What the film amounts to, then, is film noir revelations wrapped up in a tight "high art as entertainment" package: there's the clunky dialogue, the dramatic revelations made solely through monologuing and said clunky dialogue, and eleventh-hour revelations that pretty much amount to "ha! I'm bad, and you didn't even know it till now." Even this would all be forgivable in a tight (if forgettable) 90-minute film, but at 149 minutes, there's far too much time to be filled, and plenty of unexciting downtime to reflect on how utterly interesting and shoddily-made this film is. Raiders of the Lost Ark this ain't.

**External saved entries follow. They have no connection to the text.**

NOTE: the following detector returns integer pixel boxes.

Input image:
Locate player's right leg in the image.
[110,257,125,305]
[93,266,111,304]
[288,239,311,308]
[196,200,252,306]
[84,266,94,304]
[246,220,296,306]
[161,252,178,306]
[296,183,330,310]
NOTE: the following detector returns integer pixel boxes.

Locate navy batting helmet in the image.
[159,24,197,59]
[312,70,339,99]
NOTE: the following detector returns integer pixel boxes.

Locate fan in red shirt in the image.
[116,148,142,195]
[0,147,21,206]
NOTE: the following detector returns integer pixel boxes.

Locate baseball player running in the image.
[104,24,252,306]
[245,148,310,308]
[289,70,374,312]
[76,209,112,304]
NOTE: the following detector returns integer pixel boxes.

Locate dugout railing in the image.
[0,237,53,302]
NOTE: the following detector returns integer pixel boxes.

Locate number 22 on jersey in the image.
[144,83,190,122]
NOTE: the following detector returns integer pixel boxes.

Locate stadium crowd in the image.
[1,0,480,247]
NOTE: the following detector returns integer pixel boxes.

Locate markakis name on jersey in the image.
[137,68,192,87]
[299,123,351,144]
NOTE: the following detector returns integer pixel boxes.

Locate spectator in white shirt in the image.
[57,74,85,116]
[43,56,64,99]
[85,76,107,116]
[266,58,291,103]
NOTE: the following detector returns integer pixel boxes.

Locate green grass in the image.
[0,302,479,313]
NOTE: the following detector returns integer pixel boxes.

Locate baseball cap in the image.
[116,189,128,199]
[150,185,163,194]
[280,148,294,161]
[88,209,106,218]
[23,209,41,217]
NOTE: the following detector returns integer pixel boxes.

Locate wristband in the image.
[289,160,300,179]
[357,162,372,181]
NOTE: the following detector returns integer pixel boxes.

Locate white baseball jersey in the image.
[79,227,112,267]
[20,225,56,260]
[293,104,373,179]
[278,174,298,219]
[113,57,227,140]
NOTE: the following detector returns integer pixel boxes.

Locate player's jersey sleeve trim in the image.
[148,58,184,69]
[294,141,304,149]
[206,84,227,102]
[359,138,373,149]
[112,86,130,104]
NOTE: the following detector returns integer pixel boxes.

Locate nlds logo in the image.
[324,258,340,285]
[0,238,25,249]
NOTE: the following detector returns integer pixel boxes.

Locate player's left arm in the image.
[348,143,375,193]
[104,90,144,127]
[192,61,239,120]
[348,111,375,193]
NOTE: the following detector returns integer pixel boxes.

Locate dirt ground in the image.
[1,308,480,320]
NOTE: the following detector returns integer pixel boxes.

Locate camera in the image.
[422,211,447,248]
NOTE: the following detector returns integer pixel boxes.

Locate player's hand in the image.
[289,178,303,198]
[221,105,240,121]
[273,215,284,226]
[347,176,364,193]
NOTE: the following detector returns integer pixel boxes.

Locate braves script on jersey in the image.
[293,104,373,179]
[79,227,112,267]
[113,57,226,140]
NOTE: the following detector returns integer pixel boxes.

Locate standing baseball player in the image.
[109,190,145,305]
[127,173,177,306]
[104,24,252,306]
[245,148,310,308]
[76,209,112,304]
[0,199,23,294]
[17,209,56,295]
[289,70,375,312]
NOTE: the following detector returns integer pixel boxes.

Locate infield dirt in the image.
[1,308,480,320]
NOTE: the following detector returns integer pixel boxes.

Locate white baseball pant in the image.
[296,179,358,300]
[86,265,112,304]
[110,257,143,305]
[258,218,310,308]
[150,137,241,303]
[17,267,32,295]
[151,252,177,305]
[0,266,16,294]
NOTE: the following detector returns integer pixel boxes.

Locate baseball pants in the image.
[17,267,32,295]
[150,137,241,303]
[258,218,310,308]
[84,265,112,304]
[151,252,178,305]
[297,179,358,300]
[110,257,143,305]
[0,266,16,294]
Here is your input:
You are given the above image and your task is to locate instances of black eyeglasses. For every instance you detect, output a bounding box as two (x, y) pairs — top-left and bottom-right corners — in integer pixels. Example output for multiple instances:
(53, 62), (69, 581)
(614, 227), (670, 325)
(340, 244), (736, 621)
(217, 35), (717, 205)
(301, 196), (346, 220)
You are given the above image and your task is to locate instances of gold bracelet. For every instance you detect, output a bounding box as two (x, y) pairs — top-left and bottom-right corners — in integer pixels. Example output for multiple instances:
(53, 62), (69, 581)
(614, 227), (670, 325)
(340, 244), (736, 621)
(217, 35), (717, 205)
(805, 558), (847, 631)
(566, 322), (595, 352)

Hell, National Treasure this ain't.

Which bothers me, because I don't think it would have been all that difficult to make The Da Vinci Code good. I was excited about the idea that it could be a better movie than a book, but Howard and Goldsman's clumsy transposing techniques turn it into the sort of plodding DOA talk-thriller that the source material seems destined to yield. But what if somebody had devoted the time and effort to make The Da Vinci Code good, instead of being content to keep it the sort of mind-dulling pablum the public can suck up without having to truly dedicate intellectual thought to? What if it had been a little bit darker, a little bit more exciting, a little bit more streamlined? What if somebody played Robert Langdon who doesn't look as thoroughly uncomfortable being Robert Langdon as Tom Hanks does in this film? What if it were filmed in such a way that the audience was actually confronted with the difficult nature of the revisionist history presented on-screen, and were forced to actually think, rather than the film's characters thinking for you and fooling you into thinking you're devoting real brainpower to this film? The ideas behind The Da Vinci Code --history reimagined and globe-trotting codebreaking-- are potent, but the execution, both literary and cinematic, is limp.

When you get right down to it, The Da Vinci Code isn't about Jesus at all. It's not about Mary Magdalene, it's not about the Catholic Church, and it's certainly not about Robert Langdon, who is certain to go down in film history as one of suspense film's most unremarkable heroes ever. The Da Vinci Code is about something far more sinister and disturbing: the public's willingness to accept that which the rest of the public tells them is good. The true "con of man" is not willful deception practiced by the Vatican; it's the hype machine grinding out another completely unremarkable and unsettlingly mediocre phenomenon. Blah is all I can say to The Da Vinci Code in all its forms.